I have a binary string for input, for example 0110011, the input is being read left to right one at a time; in the ASCII chart decimal 48 is ASCII 0, and 49 is ASCII 1; how would putting each character of the input through this snippet of code as it is being read affect the input: (i=ch -'0') in words i equals char minus zero getchar is getting the input.
yes, you can get the value of the digit by peeling it off the ascii table as you said.
or you can just do something like
forceinline char/bool getbindigit(char c)
{
if (c == '1')
return 1; ///or true
return 0; // or false
}
or :? statement to do the same, some say its faster.
note that its not a string after you do this. ascii 0 is end of string, and I don't even know what it does if you print a string with one in the middle of it, with a char array it just stops right there. 1 isn't anything friendly to print either, its some control character. At this point all its good for is turning the binary back into an integer value.
when I was doing embedded C we had a guy with a giant include file of # defines
Ob01100
etc (letter O not zero) that he used and added to when he had a new value. It was horrible, but it worked back then.

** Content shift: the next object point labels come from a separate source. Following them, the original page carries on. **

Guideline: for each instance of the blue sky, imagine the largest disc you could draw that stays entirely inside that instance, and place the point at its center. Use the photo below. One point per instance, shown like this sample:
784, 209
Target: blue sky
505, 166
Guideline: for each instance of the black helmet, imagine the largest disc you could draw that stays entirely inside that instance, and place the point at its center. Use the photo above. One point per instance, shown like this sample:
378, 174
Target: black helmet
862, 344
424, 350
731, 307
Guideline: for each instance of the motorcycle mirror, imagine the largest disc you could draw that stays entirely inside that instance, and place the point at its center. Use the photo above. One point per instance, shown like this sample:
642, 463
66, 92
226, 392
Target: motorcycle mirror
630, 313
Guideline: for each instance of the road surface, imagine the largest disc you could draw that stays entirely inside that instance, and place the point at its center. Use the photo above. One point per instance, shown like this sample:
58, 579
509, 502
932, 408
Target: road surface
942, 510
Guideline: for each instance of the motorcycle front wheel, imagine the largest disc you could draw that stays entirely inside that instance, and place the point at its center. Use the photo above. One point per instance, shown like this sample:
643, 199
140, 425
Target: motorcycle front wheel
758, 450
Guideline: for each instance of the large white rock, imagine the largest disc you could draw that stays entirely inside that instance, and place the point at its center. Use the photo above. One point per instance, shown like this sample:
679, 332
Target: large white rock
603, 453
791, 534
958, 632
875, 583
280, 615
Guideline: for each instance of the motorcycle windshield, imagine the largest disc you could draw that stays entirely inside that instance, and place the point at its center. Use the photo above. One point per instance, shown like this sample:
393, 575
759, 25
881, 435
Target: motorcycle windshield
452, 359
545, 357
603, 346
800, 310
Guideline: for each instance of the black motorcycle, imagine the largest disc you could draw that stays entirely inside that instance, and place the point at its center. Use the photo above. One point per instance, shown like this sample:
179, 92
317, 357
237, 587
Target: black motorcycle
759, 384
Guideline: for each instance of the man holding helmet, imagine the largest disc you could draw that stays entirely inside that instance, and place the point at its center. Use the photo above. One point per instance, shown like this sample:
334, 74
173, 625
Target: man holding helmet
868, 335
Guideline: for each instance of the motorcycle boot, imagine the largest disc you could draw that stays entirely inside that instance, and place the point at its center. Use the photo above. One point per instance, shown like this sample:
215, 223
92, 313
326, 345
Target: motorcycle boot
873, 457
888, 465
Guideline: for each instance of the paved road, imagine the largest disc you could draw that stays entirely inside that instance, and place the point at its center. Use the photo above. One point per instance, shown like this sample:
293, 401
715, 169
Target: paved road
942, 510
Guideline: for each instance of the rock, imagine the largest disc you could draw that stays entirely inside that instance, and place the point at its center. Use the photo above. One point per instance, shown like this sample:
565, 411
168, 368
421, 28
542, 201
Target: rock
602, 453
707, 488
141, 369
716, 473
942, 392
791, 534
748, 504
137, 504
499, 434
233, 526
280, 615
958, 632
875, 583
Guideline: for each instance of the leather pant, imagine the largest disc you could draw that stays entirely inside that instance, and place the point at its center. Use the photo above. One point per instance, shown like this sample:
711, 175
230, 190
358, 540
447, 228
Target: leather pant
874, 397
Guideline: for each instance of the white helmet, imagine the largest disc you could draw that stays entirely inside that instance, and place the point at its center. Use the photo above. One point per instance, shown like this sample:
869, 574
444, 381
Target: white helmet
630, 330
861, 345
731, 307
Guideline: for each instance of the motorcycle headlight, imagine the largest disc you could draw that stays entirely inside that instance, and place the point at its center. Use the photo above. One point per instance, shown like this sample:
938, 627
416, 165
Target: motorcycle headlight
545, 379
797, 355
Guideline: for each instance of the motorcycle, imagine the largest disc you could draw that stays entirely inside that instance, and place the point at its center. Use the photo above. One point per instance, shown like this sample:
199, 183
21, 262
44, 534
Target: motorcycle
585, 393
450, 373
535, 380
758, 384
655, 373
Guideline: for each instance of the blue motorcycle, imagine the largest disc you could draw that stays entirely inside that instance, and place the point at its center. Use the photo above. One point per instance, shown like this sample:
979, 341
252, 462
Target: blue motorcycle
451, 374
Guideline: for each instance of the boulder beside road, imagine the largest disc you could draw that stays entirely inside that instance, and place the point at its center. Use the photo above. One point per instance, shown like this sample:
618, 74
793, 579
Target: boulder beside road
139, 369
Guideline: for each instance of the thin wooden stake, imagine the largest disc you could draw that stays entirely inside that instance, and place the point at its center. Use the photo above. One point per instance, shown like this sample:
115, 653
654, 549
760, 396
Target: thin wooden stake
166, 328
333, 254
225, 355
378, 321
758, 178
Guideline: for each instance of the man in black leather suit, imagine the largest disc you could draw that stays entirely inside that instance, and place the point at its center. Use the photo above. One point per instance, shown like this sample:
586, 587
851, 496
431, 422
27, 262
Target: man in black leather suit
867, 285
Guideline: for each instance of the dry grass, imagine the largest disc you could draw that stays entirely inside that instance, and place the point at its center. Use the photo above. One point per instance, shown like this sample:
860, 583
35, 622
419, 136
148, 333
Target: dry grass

thank you for responding!! so if the input is a string of 0's 1's the compiler reads 48 decimal for each 0 and 49 for 1 therefore I have to tell it that I want
it to interpret my 0 and 1 as 0 and 1 and not something else.
> in the ASCII chart decimal 48 is ASCII 0, and 49 is ASCII 1
The encoding of the characters in the execution character set is locale specific; it need not (and sometimes does not) correspond to the encoding as specified by ASCII.
However, C++ does guarantee that, no matter what character encoding is in use:
In both the source and execution basic character sets, the value of each character after 0 in the list of decimal digits shall be one greater than the value of the previous. - IS
ie. if the value of '0' is 147, then the value of '1' would be 148, the value of '2' would be 149 and so on.
Therefore, if the character ch is a character representing a decimal digit (std::isdigit(ch) is true),
then ch - '0' would give that digit as an integer. '7' - '0' == 7 etc.